These are due to an aberrant pathway (rarely multiple pathways) linking atrium and ventricle, bypassing the normal conducting system. The best-known clinical syndrome is Wolff-Parkinson-White Syndrome (WPW) where the aberrant pathway is known as the Bundle of Kent.

Figure 7: AV Re-entrant Tachycardia;
Wolff-Parkinson White syndrome: early depolarisation of ventricular tissue via an aberrant pathway (Bundle of Kent)

WPW: ECG abnormalities in sinus Rhythm:

In sinus rhythm conduction is usually via both pathways, with rapid transmission through the accessory pathway causing ventricular pre-excitation, but most ventricular depolarisation occurring normally via the Bundle of His.

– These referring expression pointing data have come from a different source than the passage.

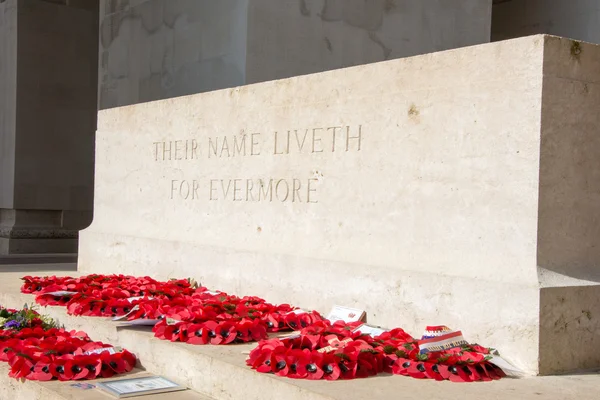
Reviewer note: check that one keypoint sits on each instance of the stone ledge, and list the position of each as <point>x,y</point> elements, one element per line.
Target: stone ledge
<point>38,233</point>
<point>220,371</point>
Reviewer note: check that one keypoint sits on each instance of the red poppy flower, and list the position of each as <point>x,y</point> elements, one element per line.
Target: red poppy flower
<point>194,333</point>
<point>311,366</point>
<point>296,361</point>
<point>279,361</point>
<point>41,370</point>
<point>21,366</point>
<point>83,367</point>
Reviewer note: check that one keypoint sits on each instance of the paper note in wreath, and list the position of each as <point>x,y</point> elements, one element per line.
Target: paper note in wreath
<point>370,330</point>
<point>135,322</point>
<point>61,293</point>
<point>346,314</point>
<point>124,388</point>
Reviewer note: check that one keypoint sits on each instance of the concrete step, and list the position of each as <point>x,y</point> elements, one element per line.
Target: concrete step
<point>220,371</point>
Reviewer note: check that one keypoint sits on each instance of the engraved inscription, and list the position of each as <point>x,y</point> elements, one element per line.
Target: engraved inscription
<point>262,190</point>
<point>306,141</point>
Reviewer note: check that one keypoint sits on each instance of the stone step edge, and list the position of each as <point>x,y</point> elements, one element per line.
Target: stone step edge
<point>204,369</point>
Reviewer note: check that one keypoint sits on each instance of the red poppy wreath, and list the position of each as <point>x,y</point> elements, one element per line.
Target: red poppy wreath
<point>339,351</point>
<point>36,350</point>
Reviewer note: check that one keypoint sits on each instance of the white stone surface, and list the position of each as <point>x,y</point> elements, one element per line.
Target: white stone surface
<point>8,99</point>
<point>439,218</point>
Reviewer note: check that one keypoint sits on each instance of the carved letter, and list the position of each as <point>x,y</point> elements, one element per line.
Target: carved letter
<point>224,146</point>
<point>195,187</point>
<point>348,137</point>
<point>287,190</point>
<point>268,192</point>
<point>236,189</point>
<point>316,139</point>
<point>254,143</point>
<point>156,150</point>
<point>213,146</point>
<point>249,187</point>
<point>241,149</point>
<point>177,149</point>
<point>173,188</point>
<point>301,145</point>
<point>333,136</point>
<point>308,200</point>
<point>296,190</point>
<point>166,151</point>
<point>275,146</point>
<point>187,186</point>
<point>210,197</point>
<point>194,148</point>
<point>225,192</point>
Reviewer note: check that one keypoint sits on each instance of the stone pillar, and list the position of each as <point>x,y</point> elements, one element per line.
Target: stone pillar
<point>48,103</point>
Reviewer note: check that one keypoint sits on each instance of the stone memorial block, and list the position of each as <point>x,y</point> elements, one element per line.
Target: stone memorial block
<point>458,188</point>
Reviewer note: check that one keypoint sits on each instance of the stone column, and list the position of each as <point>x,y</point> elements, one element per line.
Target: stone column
<point>48,103</point>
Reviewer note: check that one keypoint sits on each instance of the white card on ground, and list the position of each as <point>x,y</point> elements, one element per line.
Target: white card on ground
<point>123,388</point>
<point>140,322</point>
<point>111,350</point>
<point>506,367</point>
<point>370,330</point>
<point>61,293</point>
<point>138,298</point>
<point>346,314</point>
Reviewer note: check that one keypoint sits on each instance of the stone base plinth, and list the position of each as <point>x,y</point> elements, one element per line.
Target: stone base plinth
<point>456,188</point>
<point>38,231</point>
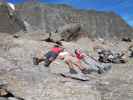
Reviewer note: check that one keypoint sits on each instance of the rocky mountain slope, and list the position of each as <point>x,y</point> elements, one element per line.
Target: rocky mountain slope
<point>32,82</point>
<point>21,78</point>
<point>50,18</point>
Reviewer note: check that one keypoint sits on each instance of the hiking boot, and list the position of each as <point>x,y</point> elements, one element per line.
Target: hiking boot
<point>85,71</point>
<point>72,71</point>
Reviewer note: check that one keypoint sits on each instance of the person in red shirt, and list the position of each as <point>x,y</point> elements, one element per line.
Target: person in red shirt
<point>52,54</point>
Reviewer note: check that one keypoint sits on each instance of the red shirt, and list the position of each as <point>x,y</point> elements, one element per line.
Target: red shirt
<point>56,49</point>
<point>80,55</point>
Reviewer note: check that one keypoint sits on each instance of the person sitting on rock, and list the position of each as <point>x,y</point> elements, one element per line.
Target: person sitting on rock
<point>72,62</point>
<point>49,56</point>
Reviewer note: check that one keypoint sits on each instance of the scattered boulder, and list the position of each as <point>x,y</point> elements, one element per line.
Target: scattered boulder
<point>126,39</point>
<point>106,56</point>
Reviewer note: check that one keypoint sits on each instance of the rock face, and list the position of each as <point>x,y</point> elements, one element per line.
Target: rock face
<point>27,81</point>
<point>53,18</point>
<point>9,24</point>
<point>49,18</point>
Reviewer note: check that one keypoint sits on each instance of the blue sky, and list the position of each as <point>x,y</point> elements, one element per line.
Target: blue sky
<point>123,8</point>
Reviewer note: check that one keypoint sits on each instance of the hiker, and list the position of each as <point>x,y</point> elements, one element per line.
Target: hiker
<point>93,64</point>
<point>72,62</point>
<point>49,56</point>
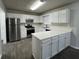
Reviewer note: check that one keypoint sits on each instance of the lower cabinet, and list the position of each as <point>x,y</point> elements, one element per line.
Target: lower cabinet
<point>46,51</point>
<point>54,45</point>
<point>47,48</point>
<point>61,42</point>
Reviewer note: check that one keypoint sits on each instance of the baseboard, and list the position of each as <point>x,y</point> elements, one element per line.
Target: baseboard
<point>0,56</point>
<point>75,47</point>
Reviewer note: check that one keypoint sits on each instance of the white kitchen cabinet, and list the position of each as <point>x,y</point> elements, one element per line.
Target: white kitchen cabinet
<point>64,16</point>
<point>61,42</point>
<point>54,45</point>
<point>68,37</point>
<point>54,17</point>
<point>41,19</point>
<point>46,49</point>
<point>49,47</point>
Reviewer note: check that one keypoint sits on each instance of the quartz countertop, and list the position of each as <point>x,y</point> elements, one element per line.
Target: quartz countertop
<point>47,34</point>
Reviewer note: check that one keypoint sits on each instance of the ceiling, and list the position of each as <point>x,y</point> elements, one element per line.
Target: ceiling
<point>24,5</point>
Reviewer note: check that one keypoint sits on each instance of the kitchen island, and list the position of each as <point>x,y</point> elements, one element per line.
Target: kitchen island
<point>49,43</point>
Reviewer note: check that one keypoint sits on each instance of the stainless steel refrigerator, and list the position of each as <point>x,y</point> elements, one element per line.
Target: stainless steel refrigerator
<point>13,29</point>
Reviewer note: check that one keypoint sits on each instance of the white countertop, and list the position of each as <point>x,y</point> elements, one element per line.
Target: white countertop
<point>47,34</point>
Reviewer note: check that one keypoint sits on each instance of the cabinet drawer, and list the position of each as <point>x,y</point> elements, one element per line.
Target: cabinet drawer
<point>48,40</point>
<point>55,37</point>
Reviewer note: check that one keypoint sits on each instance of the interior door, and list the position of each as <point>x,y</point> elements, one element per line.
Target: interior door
<point>46,50</point>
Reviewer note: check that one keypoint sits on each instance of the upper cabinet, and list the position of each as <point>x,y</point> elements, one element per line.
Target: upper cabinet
<point>60,16</point>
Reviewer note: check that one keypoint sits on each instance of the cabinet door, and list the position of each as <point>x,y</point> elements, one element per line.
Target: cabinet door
<point>46,49</point>
<point>41,19</point>
<point>68,37</point>
<point>46,19</point>
<point>54,17</point>
<point>54,46</point>
<point>61,42</point>
<point>23,31</point>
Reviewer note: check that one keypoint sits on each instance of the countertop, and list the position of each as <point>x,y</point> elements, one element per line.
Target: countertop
<point>47,34</point>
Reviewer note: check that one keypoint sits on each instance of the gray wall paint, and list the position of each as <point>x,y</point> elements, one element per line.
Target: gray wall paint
<point>74,23</point>
<point>2,26</point>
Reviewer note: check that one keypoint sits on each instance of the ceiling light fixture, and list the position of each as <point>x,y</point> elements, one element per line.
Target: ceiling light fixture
<point>36,5</point>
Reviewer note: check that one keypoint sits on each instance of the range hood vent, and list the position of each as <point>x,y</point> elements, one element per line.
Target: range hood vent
<point>43,0</point>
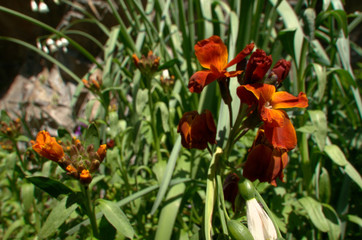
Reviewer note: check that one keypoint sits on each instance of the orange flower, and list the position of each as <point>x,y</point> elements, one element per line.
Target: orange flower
<point>212,54</point>
<point>258,65</point>
<point>47,146</point>
<point>278,128</point>
<point>265,162</point>
<point>85,177</point>
<point>197,129</point>
<point>102,151</point>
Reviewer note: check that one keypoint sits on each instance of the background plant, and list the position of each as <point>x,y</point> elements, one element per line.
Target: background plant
<point>149,186</point>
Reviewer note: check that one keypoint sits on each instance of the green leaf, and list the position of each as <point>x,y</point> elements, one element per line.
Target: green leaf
<point>168,64</point>
<point>167,176</point>
<point>52,187</point>
<point>315,213</point>
<point>321,74</point>
<point>319,120</point>
<point>141,100</point>
<point>169,212</point>
<point>210,193</point>
<point>116,217</point>
<point>91,136</point>
<point>109,51</point>
<point>62,132</point>
<point>353,174</point>
<point>337,156</point>
<point>324,186</point>
<point>355,219</point>
<point>56,218</point>
<point>287,39</point>
<point>27,195</point>
<point>11,228</point>
<point>333,222</point>
<point>162,108</point>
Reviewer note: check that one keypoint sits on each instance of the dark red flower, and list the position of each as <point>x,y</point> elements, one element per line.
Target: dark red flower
<point>280,70</point>
<point>278,128</point>
<point>258,65</point>
<point>212,55</point>
<point>197,129</point>
<point>265,162</point>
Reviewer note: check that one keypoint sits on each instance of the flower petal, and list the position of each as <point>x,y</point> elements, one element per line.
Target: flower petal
<point>281,70</point>
<point>212,51</point>
<point>258,65</point>
<point>286,100</point>
<point>241,55</point>
<point>232,73</point>
<point>257,162</point>
<point>272,117</point>
<point>246,96</point>
<point>283,137</point>
<point>200,79</point>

This is represented on the resting ECG (see Figure 8) with:

• Short PR interval (≤120ms)
• Slurred upstroke of the R wave known as a delta wave (from ventricular pre-excitation via accessory pathway, bypassing the slower AV node)
• Wide QRS complex (>120ms)
• Discordance (in the opposite direction to the QRS) of the ST-segment & T-wave is also common, due to the abnormal direction of depolarisation & repolarisation

Sometimes the accessory pathway can only conduct retrogradely, in which case normal AV conduction occurs through the AV node and the ECG is normal in sinus rhythm (a ‘concealed’ accessory pathway).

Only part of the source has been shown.